The exact role that infections play in the pathogenesis or progression of ALS is not known. They could be cofactors in ALS pathogenesis, or they could simply be opportunistic infections that cause morbidity in ALS patients, such as the respiratory and rheumatic symptoms and other problems often found in ALS patients. They could also be involved in the progression of ALS rather than in its inception. Although the exact cause of ALS remains unknown, there are several hypotheses on its pathogenesis: (a) accumulation of glutamate causing excitotoxicity; (b) autoimmune reactions against motor neurons; (c) deficiency of nerve growth factor; (d) dysfunction of superoxide dismutase due to mutations; and (e) chronic infection(s).[22-24,27-29,31-34] None of these hypotheses is exclusive, and ALS may have a complex pathogenesis involving multiple factors.[34] Future studies should determine more precisely the role of chronic bacterial and viral infections in the pathogenesis and progression of ALS.

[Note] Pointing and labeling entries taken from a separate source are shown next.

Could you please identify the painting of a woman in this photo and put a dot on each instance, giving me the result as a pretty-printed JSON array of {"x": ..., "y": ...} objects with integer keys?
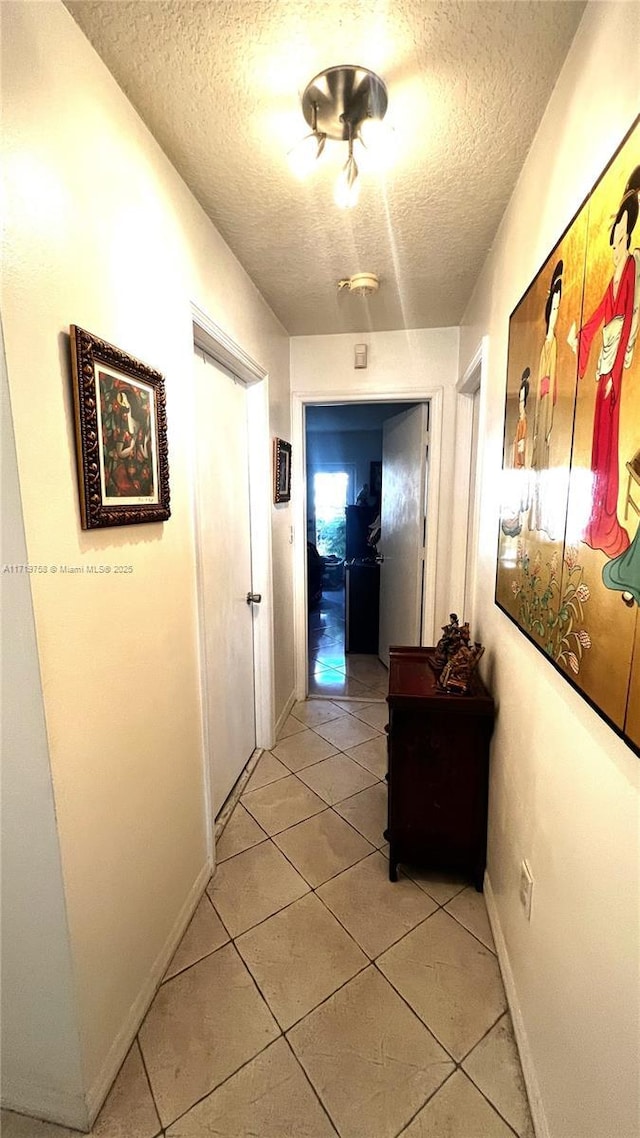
[
  {"x": 128, "y": 446},
  {"x": 546, "y": 398},
  {"x": 614, "y": 315}
]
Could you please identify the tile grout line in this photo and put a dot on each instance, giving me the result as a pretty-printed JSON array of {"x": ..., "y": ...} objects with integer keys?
[{"x": 139, "y": 1046}]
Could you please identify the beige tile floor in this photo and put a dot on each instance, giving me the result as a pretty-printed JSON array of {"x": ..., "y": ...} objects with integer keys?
[{"x": 310, "y": 997}]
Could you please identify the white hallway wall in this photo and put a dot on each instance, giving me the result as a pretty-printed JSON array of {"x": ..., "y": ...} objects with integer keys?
[
  {"x": 564, "y": 789},
  {"x": 104, "y": 233}
]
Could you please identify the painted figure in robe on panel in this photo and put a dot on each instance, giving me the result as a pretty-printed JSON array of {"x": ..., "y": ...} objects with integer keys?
[{"x": 568, "y": 570}]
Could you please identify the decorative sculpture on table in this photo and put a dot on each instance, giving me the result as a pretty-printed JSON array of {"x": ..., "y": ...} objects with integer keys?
[
  {"x": 454, "y": 658},
  {"x": 456, "y": 676}
]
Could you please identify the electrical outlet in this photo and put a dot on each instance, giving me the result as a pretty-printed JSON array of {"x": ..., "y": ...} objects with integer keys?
[{"x": 526, "y": 889}]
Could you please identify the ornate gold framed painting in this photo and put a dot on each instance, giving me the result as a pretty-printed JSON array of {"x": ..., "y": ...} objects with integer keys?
[
  {"x": 120, "y": 434},
  {"x": 568, "y": 555},
  {"x": 281, "y": 470}
]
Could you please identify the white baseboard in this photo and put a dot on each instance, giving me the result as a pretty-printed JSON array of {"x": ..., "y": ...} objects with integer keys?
[
  {"x": 536, "y": 1107},
  {"x": 285, "y": 712},
  {"x": 26, "y": 1096},
  {"x": 126, "y": 1035}
]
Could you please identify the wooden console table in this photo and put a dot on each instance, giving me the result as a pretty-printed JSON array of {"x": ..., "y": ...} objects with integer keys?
[{"x": 437, "y": 769}]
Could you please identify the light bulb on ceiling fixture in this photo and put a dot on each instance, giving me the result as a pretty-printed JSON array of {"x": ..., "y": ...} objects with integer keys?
[
  {"x": 337, "y": 105},
  {"x": 347, "y": 186}
]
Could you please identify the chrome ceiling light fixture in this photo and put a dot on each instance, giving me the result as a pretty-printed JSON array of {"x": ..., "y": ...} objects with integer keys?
[{"x": 339, "y": 104}]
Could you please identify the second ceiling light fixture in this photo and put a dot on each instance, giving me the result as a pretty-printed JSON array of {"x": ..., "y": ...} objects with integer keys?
[{"x": 345, "y": 104}]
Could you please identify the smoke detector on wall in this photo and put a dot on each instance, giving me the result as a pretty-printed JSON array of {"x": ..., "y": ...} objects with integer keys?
[{"x": 363, "y": 283}]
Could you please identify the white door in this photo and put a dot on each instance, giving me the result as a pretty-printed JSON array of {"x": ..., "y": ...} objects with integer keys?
[
  {"x": 403, "y": 528},
  {"x": 224, "y": 572}
]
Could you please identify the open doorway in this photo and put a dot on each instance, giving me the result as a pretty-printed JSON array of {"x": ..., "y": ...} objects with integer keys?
[{"x": 344, "y": 475}]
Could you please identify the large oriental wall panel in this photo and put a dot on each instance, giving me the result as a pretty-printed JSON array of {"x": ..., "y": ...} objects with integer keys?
[{"x": 568, "y": 558}]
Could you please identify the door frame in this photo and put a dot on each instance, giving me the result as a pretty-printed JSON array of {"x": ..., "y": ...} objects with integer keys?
[
  {"x": 300, "y": 401},
  {"x": 467, "y": 459},
  {"x": 214, "y": 340}
]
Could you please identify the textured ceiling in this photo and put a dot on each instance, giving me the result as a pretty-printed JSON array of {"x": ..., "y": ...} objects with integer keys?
[{"x": 219, "y": 84}]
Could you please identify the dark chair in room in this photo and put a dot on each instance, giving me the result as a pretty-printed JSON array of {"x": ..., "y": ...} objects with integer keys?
[{"x": 314, "y": 571}]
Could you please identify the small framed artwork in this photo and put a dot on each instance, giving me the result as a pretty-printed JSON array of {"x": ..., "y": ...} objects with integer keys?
[
  {"x": 120, "y": 435},
  {"x": 281, "y": 470}
]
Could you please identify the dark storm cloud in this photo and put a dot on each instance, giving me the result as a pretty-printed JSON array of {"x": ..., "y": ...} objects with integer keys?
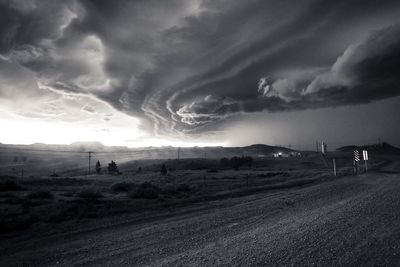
[{"x": 185, "y": 66}]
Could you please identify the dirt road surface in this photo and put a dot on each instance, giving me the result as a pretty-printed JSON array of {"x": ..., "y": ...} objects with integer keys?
[{"x": 347, "y": 221}]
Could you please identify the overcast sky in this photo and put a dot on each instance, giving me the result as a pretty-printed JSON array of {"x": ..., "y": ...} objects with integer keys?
[{"x": 200, "y": 72}]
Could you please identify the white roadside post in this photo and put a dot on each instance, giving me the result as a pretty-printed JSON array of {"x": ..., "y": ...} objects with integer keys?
[
  {"x": 356, "y": 161},
  {"x": 334, "y": 166},
  {"x": 365, "y": 157}
]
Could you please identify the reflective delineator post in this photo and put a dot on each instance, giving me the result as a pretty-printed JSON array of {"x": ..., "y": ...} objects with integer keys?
[
  {"x": 334, "y": 167},
  {"x": 365, "y": 157}
]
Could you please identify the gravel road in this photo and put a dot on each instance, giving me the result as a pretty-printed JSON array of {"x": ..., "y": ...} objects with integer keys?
[{"x": 346, "y": 221}]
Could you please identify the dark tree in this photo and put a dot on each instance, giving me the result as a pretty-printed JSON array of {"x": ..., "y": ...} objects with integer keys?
[
  {"x": 98, "y": 167},
  {"x": 112, "y": 167},
  {"x": 163, "y": 170}
]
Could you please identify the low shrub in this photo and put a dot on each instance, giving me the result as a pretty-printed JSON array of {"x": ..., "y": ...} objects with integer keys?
[
  {"x": 89, "y": 193},
  {"x": 123, "y": 187},
  {"x": 40, "y": 194},
  {"x": 145, "y": 190},
  {"x": 9, "y": 185}
]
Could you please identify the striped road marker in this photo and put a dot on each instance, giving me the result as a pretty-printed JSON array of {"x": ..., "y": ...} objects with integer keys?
[{"x": 356, "y": 155}]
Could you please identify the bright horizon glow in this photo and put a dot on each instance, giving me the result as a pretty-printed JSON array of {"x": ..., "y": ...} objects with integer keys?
[{"x": 28, "y": 132}]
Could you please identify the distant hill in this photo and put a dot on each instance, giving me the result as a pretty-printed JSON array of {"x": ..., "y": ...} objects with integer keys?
[
  {"x": 256, "y": 150},
  {"x": 383, "y": 148}
]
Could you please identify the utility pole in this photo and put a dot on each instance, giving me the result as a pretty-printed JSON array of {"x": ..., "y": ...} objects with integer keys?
[
  {"x": 90, "y": 157},
  {"x": 334, "y": 166}
]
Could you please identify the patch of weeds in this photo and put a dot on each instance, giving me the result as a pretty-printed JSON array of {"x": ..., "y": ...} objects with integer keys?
[
  {"x": 145, "y": 190},
  {"x": 89, "y": 193},
  {"x": 40, "y": 194},
  {"x": 123, "y": 187},
  {"x": 10, "y": 185}
]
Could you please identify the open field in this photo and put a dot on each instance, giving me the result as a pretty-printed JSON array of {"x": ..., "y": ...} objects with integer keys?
[{"x": 215, "y": 205}]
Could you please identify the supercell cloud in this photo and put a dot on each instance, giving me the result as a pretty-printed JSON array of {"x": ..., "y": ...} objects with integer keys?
[{"x": 185, "y": 67}]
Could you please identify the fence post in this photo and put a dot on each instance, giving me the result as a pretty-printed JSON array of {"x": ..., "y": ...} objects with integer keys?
[{"x": 334, "y": 166}]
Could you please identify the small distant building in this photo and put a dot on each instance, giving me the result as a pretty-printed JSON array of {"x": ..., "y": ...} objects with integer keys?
[{"x": 286, "y": 155}]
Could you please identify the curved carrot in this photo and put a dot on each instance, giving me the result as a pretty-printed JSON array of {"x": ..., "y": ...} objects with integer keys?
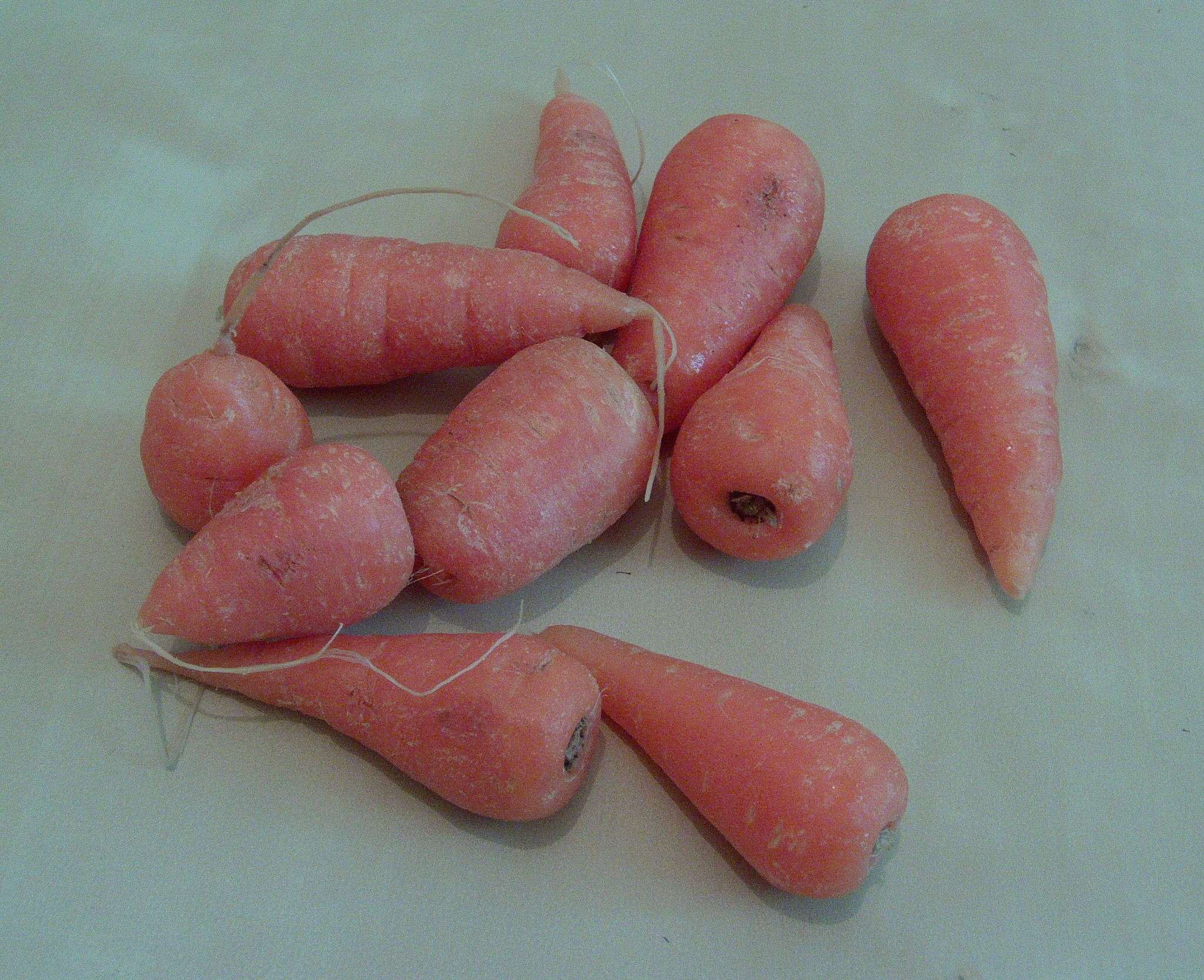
[
  {"x": 508, "y": 738},
  {"x": 732, "y": 221},
  {"x": 762, "y": 461},
  {"x": 341, "y": 310},
  {"x": 319, "y": 540},
  {"x": 960, "y": 298},
  {"x": 808, "y": 797},
  {"x": 581, "y": 183},
  {"x": 541, "y": 458},
  {"x": 214, "y": 424}
]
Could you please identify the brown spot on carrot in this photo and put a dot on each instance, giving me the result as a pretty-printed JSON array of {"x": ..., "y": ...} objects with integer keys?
[
  {"x": 752, "y": 508},
  {"x": 279, "y": 566},
  {"x": 577, "y": 742}
]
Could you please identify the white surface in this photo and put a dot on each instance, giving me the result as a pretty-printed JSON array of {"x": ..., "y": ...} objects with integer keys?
[{"x": 1055, "y": 749}]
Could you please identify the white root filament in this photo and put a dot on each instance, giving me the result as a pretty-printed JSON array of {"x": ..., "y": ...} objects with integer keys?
[
  {"x": 661, "y": 330},
  {"x": 133, "y": 657}
]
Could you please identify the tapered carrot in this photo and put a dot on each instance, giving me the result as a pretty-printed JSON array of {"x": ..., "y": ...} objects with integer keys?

Multiple sclerosis (MS) is the most common demyelinating disease of the CNS, and it can occur in young as well as older people. In MS, inflammation and the presence of autoimmune antibodies against myelin and other nerve cell antigens are thought to cause the myelin sheath to break down, resulting in decrease or loss of electrical impulses along the nerves.[38,39] In the progressive subset of MS, neurological damage occurs additionally by the deposition of plaques on the nerve cells to the point where nerve cell death occurs. In addition, breakdown of the blood-brain barrier in MS is associated with local inflammation caused by glial cells.[38,39] The clinical manifestations of demyelinization, plaque damage, and blood-brain barrier disruptions are variable but usually include impaired vision, alterations in motor, sensory, and coordination systems, and cognitive dysfunction. Often these are cyclic (relapsing-remitting subset) over time, but a substantial MS subset progresses without remitting.[39]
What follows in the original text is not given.